El descalce entre mi percepción y la realidad es el meteorito que mató a los dinosaurios cayendo sobre mí. Digo explícitamente que no quiero molestar, y molesto. Aludo a cómo ubicarme, y quedo totalmente fuera de foco. No quiero pensar, me hace mal pensarlo, qué le habrá pasado por la cabeza cuando recibió cada uno de esos mails, cuando los leyó, cuando los comentó con alguien, cuando decidió no responder más. Quiero desaparecer si pienso eso cinco segundos seguidos.

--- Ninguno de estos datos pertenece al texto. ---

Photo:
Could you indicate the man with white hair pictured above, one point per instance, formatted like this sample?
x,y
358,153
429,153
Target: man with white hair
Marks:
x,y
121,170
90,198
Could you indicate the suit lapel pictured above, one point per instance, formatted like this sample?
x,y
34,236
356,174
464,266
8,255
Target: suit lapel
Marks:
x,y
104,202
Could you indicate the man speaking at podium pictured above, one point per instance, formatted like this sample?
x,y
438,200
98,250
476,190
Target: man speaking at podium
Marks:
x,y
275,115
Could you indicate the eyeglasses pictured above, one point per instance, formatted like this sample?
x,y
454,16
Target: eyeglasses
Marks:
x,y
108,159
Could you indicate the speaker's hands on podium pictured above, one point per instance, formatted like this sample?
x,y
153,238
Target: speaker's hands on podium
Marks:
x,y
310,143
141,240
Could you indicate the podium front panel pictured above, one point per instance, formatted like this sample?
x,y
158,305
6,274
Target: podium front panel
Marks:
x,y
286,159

La misma persona que hace dos años me escribió “Creo q ayer fue tu cumple! Se me pasó un toque. Espero q hayas pasado un lindo día!! Y se venga un año mejor. Beso grande!!!” ahora me sepulta en el silencio. Y yo, mala mía, no logro entender qué pasó. Pero algo en mí les enciende las luces de alerta, y todos, a su modo y a su paso, se alejan. A veces creo no que soy espantagente, sino que doy miedo.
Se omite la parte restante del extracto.